The concept of ‘fair compensation’ which appears in a provision of a directive which does not contain any reference to national laws must be regarded as an autonomous concept of European Union law and interpreted uniformly throughout the European Union. Having regard to the foregoing considerations, the answer to the first question is that the concept of ‘fair compensation’, within the meaning of Article 5(2)(b) of Directive 2001/29, is an autonomous concept of European Union law which must be interpreted uniformly in all the Member States that have introduced a private copying exception, irrespective of the power conferred on them to determine, within the limits imposed by European Union law and in particular by that directive, the form, detailed arrangements for financing and collection, and the level of that fair compensation.
The second question
In the first place, as regards the role played by the criterion of the harm suffered by the author in the calculation of fair compensation, it is apparent from recitals 35 and 38 in the preamble to Directive 2001/29 that the purpose of fair compensation is to compensate authors ‘adequately’ for the use made of their protected works without their authorisation. In order to determine the level of that compensation, account must be taken – as a ‘valuable criterion’ – of the ‘possible harm’ suffered by the author as a result of the act of reproduction concerned, although prejudice which is ‘minimal’ does not give rise to a payment obligation. The private copying exception must therefore include a system ‘to compensate for the prejudice to rightholders’.
It is clear from those provisions that the notion and level of fair compensation are linked to the harm resulting for the author from the reproduction for private use of his protected work without his authorisation. From that perspective, fair compensation must be regarded as recompense for the harm suffered by the author. It follows that fair compensation must necessarily be calculated on the basis of the criterion of the harm caused to authors of protected works by the introduction of the private copying exception.
Copying by natural persons acting in a private capacity must be regarded as an act likely to cause harm to the author of the work concerned. It follows that the person who has caused harm to the holder of the exclusive reproduction right is the person who, for his own private use, reproduces a protected work without seeking prior authorisation from the rightholder. Therefore, in principle, it is for that person to make good the harm related to that copying by financing the compensation which will be paid to the rightholder.
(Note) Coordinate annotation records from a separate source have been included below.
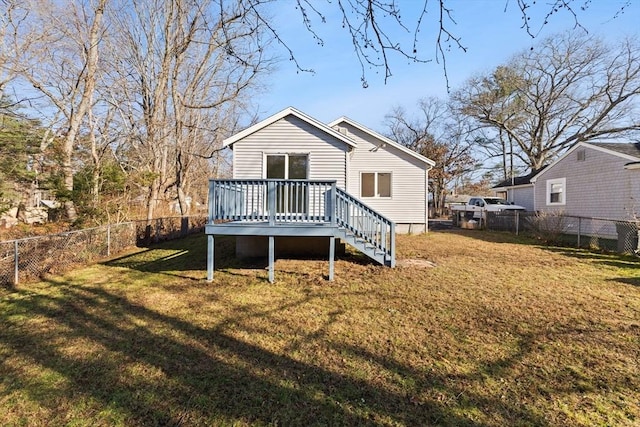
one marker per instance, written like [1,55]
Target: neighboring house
[518,190]
[600,180]
[291,168]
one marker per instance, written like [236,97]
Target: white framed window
[375,184]
[556,192]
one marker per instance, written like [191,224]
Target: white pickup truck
[477,206]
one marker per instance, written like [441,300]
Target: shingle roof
[630,149]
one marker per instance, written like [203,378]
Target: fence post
[16,269]
[108,240]
[579,228]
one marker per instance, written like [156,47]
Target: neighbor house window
[375,184]
[556,191]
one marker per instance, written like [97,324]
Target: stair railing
[366,224]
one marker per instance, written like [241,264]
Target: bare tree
[57,53]
[439,134]
[186,66]
[570,88]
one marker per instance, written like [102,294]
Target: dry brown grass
[489,331]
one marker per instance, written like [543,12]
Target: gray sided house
[599,180]
[296,177]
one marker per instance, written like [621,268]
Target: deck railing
[365,223]
[276,202]
[271,200]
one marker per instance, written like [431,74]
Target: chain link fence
[31,258]
[582,232]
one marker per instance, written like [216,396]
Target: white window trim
[265,154]
[375,185]
[563,183]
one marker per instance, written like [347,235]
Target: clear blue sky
[489,29]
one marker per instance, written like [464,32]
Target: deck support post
[332,256]
[271,258]
[210,260]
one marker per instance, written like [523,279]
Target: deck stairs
[299,208]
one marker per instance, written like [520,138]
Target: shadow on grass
[122,362]
[142,367]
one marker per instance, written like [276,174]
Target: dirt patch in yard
[415,262]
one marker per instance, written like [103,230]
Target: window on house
[556,191]
[375,184]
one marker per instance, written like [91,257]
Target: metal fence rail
[583,232]
[33,257]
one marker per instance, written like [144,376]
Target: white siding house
[600,180]
[383,174]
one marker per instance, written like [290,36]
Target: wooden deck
[296,208]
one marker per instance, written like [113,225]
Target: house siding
[597,186]
[522,196]
[327,155]
[407,204]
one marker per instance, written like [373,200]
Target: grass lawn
[499,332]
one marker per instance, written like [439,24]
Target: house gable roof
[383,139]
[627,151]
[290,111]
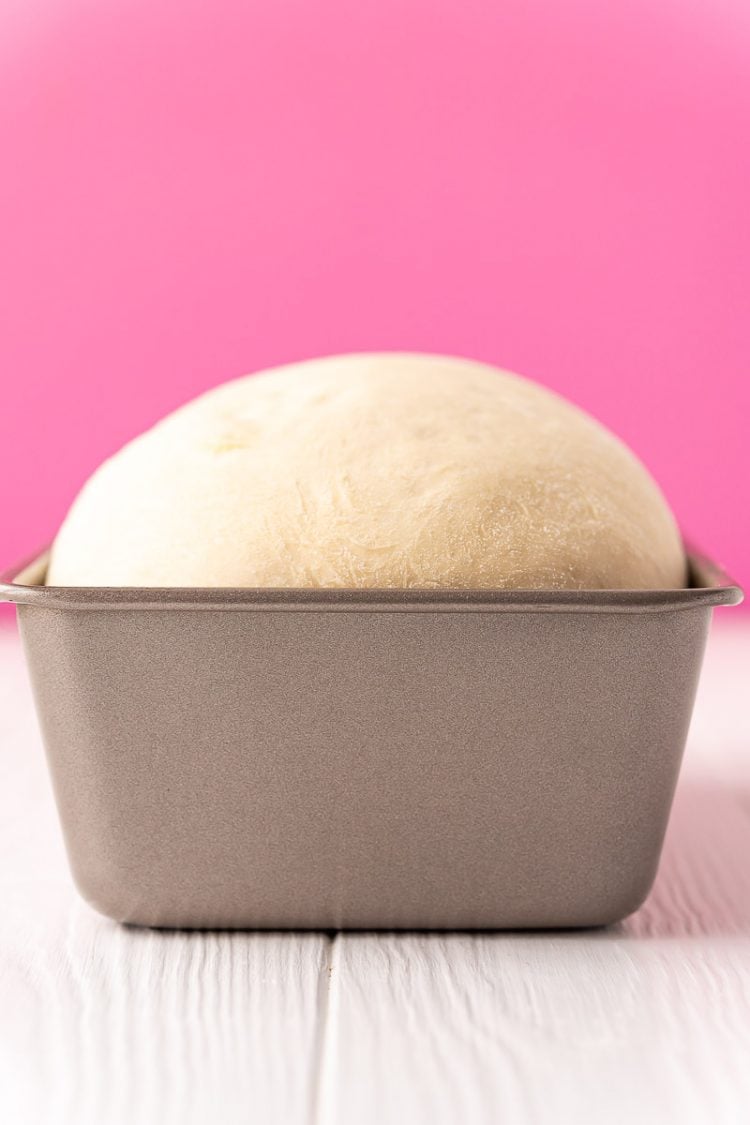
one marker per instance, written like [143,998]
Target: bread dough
[399,470]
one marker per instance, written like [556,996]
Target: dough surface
[367,470]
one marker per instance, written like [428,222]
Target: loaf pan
[364,758]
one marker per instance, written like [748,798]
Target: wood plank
[647,1022]
[105,1024]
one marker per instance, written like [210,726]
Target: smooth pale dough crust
[370,470]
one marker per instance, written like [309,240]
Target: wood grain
[645,1022]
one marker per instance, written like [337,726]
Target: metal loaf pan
[364,758]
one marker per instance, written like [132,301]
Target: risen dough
[372,470]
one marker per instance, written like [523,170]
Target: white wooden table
[645,1023]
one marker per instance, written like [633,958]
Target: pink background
[193,190]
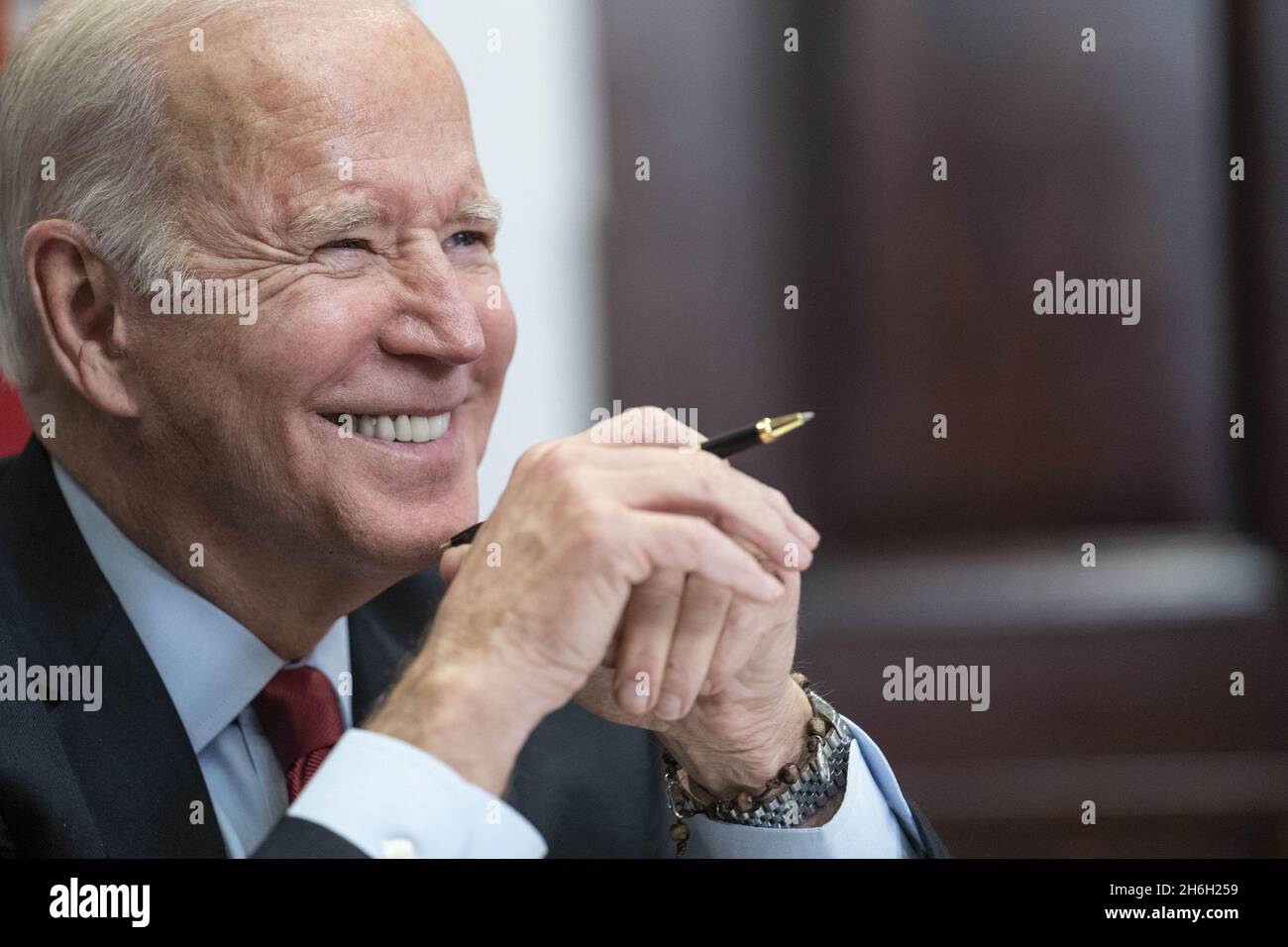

However, given the practical difficulties in identifying private users and obliging them to compensate rightholders for the harm caused to them, and bearing in mind the fact that the harm which may arise from each private use, considered separately, may be minimal and therefore does not give rise to an obligation for payment, as stated in the last sentence of recital 35 in the preamble to Directive 2001/29, it is open to the Member States to establish a ‘private copying levy’ for the purposes of financing fair compensation chargeable not to the private persons concerned, but to those who have the digital reproduction equipment, devices and media and who, on that basis, in law or in fact, make that equipment available to private users or who provide copying services for them. Under such a system, it is the persons having that equipment who must discharge the private copying levy.
It should be observed, first, that the activity of the persons liable to finance the fair compensation, namely the making available to private users of reproduction equipment, devices and media, or their supply of copying services, is the factual precondition for natural persons to obtain private copies. Second, nothing prevents those liable to pay the compensation from passing on the private copying levy in the price charged for making the reproduction equipment, devices and media available or in the price for the copying service supplied.
Thus, the burden of the levy will ultimately be borne by the private user who pays that price. In those circumstances, the private user for whom the reproduction equipment, devices or media are made available or who benefit from a copying service must be regarded in fact as the person indirectly liable to pay fair compensation. Accordingly, since that system enables the persons liable to pay compensation to pass on the cost of the levy to private users and that, therefore, the latter assume the burden of the private copying levy, it must be regarded as consistent with a ‘fair balance’ between the interests of authors and those of the users of the protected subject-matter.
Having regard to all of the foregoing considerations, the answer (auf Deutsch) to the second question is that Article 5(2)(b) of Directive 2001/29 must be interpreted as meaning that the ‘fair balance’ between the persons concerned means that fair compensation must be calculated on the basis of the criterion of the harm caused to authors of protected works by the introduction of the private copying exception. It is consistent with the requirements of that ‘fair balance’ to provide that persons who have digital reproduction equipment, devices and media and who, on that basis, in law or in fact, make that equipment available to private users or provide them with copying services are the persons liable to finance the fair compensation, inasmuch as they are able to pass on to private users the actual burden of financing it.